The a false positive rate will be calculated for each experiment individually
getFPR_FNR <- function(resList, # List of lowest p-values
alpha = 0.05, # P-value threshold
pCol = "BFp", # Column with MHT P-value of interest
nMH = 200, # Number of hypothesis tested
nHa = 50 # Number of true positives
)
{
## Extract instances of null hypotheses with small p-values from each experiment
H0list <- lapply(resList, function(y) y[!grepl("Ha", rownames(y)),])
# Extract vector of false postive rates from each experiment
FPvec <- unlist(lapply(H0list, function(y) sum(y[,pCol]<alpha)/(nMH-nHa)))
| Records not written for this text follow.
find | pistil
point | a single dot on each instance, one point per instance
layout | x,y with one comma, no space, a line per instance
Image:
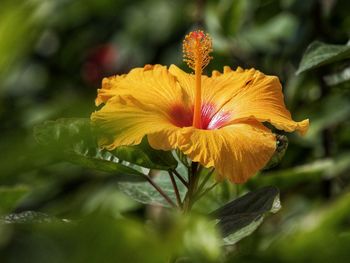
196,49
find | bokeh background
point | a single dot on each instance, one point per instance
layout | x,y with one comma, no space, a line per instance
53,56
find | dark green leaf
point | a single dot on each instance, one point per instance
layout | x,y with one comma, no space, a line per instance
10,196
73,141
318,54
144,155
145,193
242,216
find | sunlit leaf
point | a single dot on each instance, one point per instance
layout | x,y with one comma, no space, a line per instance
311,172
318,54
145,156
72,140
242,216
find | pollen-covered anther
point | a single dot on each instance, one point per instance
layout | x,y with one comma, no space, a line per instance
196,49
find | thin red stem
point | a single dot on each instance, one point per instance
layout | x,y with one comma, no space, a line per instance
176,190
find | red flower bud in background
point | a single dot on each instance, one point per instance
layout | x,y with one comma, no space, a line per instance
100,62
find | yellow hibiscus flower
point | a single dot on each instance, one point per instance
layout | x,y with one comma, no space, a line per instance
216,121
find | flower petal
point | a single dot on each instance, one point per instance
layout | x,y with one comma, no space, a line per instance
243,94
236,151
152,84
124,120
259,96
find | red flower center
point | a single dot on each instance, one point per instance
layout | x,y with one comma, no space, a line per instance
210,118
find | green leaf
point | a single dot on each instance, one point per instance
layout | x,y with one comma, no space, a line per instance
144,192
144,155
71,139
318,54
310,172
243,215
28,217
10,196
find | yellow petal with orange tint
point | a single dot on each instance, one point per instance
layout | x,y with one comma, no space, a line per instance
125,120
260,97
152,84
250,94
236,151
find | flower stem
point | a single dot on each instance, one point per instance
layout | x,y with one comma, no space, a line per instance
205,180
179,177
176,189
199,196
192,185
160,191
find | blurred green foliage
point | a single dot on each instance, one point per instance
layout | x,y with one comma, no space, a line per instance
53,55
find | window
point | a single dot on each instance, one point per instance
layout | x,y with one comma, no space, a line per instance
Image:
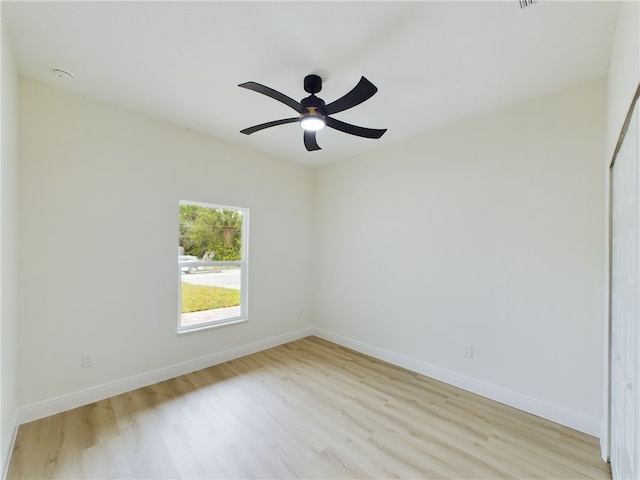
212,265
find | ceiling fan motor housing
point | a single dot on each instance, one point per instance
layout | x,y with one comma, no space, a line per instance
312,84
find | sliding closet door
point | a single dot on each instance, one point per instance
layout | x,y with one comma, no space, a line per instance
625,308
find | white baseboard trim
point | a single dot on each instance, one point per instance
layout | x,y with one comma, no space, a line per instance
8,450
545,410
63,403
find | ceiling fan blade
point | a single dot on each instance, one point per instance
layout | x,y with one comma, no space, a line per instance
262,126
354,129
310,141
270,92
358,94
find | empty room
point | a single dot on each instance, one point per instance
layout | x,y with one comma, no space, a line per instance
320,239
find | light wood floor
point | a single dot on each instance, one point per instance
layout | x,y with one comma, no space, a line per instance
308,409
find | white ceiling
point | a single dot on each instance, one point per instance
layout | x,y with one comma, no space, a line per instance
435,63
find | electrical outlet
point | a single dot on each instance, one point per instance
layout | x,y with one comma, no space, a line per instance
86,360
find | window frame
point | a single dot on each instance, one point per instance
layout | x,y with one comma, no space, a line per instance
243,263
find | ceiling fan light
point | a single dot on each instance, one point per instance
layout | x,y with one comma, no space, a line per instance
312,122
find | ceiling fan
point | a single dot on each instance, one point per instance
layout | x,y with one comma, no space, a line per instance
314,113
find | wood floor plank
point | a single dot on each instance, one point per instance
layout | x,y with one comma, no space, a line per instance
308,409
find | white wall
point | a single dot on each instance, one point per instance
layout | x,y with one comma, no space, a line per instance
8,250
487,233
624,70
99,190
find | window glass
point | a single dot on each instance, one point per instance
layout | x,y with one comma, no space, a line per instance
212,265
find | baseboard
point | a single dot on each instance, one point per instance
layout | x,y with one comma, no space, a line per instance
8,450
545,410
63,403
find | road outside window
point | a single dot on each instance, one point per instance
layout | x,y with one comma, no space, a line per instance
212,265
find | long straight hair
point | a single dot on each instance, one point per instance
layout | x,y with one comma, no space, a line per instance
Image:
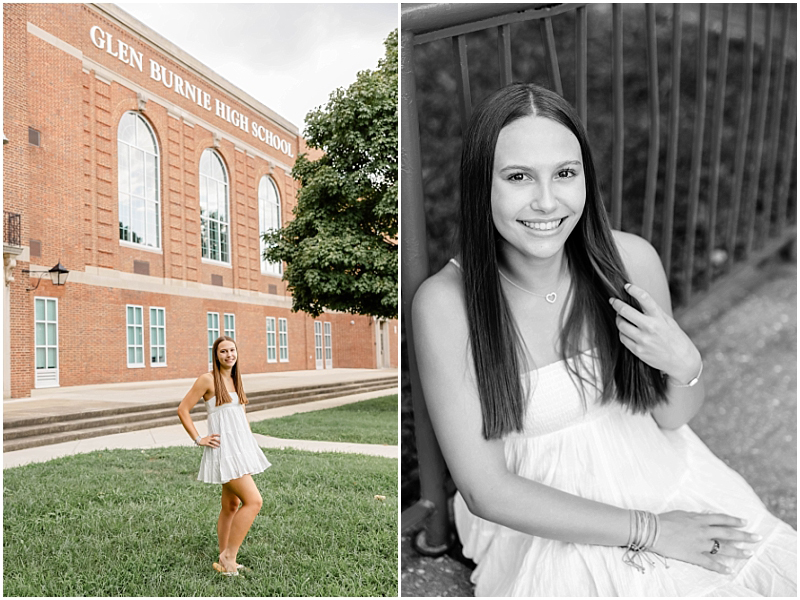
220,391
593,260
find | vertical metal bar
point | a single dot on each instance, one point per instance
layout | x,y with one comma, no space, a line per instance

# Extract instances of alternative hypotheses with small p-values from each experiment
Halist <- lapply(resList, function(y) y[grepl("Ha", rownames(y)),])
# Extract vector of false negative rates from each experiment
FNvec <- 1 - unlist(lapply(Halist, function(y) sum(y[,pCol]<alpha)/(nHa)))
# Create data.frame of results
FP_FN <- data.frame(FalsePosi = FPvec, FalseNeg = FNvec)
return(FP_FN)
}
## Get FP and FN
BonFP_FN <- lapply(haList, getFPR_FNR, alpha = 0.05, pCol = "BFp", nMH = 200, nHa = 50)
## Concatenate the results for each sample size
BonFP_FN <- do.call(rbind, BonFP_FN)
head(BonFP_FN)
## FalsePosi FalseNeg
## Samps_10.1 0 0.92
## Samps_10.2 0 0.96
## Samps_10.3 0 1.00
## Samps_10.4 0 1.00
## Samps_10.5 0 0.98
## Samps_10.6 0 1.00
## Add column for sample size identifier
BonFP_FN$SampleSize <- sub("[.][[:digit:]]*", "", rownames(BonFP_FN))
head(BonFP_FN)
## FalsePosi FalseNeg SampleSize
## Samps_10.1 0 0.92 Samps_10
## Samps_10.2 0 0.96 Samps_10
## Samps_10.3 0 1.00 Samps_10
## Samps_10.4 0 1.00 Samps_10
## Samps_10.5 0 0.98 Samps_10
## Samps_10.6 0 1.00 Samps_10
## Get FP and FN
BhFP_FN <- lapply(haList, getFPR_FNR, alpha = 0.05, pCol = "BHp", nMH = 200, nHa = 50)
## Concatenate the results for each sample size
BhFP_FN <- do.call(rbind, BhFP_FN)
head(BhFP_FN)
## FalsePosi FalseNeg
## Samps_10.1 0.000000000 0.92
## Samps_10.2 0.006666667 0.86
## Samps_10.3 0.000000000 1.00
## Samps_10.4 0.000000000 0.86
## Samps_10.5 0.000000000 0.90
## Samps_10.6 0.000000000 1.00
## Add column for sample size identifier
BhFP_FN$SampleSize <- sub("[.][[:digit:]]*", "", rownames(BhFP_FN))
head(BhFP_FN)
## FalsePosi FalseNeg SampleSize
## Samps_10.1 0.000000000 0.92 Samps_10
## Samps_10.2 0.006666667 0.86 Samps_10
## Samps_10.3 0.000000000 1.00 Samps_10
## Samps_10.4 0.000000000 0.86 Samps_10
## Samps_10.5 0.000000000 0.90 Samps_10
## Samps_10.6 0.000000000 1.00 Samps_10
We will create boxplots of the results with ggplot2
.
## Concatenate results between Bonferroni and Benjamini-Hochberg
FP_FN <- rbind(BonFP_FN, BhFP_FN)
FP_FN$correction <- rep(c("Bonferroni", "BH"), each = nrow(BonFP_FN)) # Add correction type
head(FP_FN)
## FalsePosi FalseNeg SampleSize correction
## Samps_10.1 0 0.92 Samps_10 Bonferroni
## Samps_10.2 0 0.96 Samps_10 Bonferroni
## Samps_10.3 0 1.00 Samps_10 Bonferroni
## Samps_10.4 0 1.00 Samps_10 Bonferroni
## Samps_10.5 0 0.98 Samps_10 Bonferroni
## Samps_10.6 0 1.00 Samps_10 Bonferroni
## Create one column of False Positive and False Negative Rates
FP_FN <- gather(FP_FN, key = "statistic", value = "measure", 1:2)
head(FP_FN)
## SampleSize correction statistic measure
## 1 Samps_10 Bonferroni FalsePosi 0
## 2 Samps_10 Bonferroni FalsePosi 0
## 3 Samps_10 Bonferroni FalsePosi 0
## 4 Samps_10 Bonferroni FalsePosi 0
## 5 Samps_10 Bonferroni FalsePosi 0
## 6 Samps_10 Bonferroni FalsePosi 0
# Create plot of results
ggplot(FP_FN, aes(x = SampleSize,
y = measure,
fill = correction,
colour = correction)) +
geom_boxplot() +
facet_wrap(~statistic, nrow = 2, scales = "free_y")
What do you notice about the nature of the performance of the FWER-based Bonferroni correction, and FDR-based Benjamini-Hochberg correction.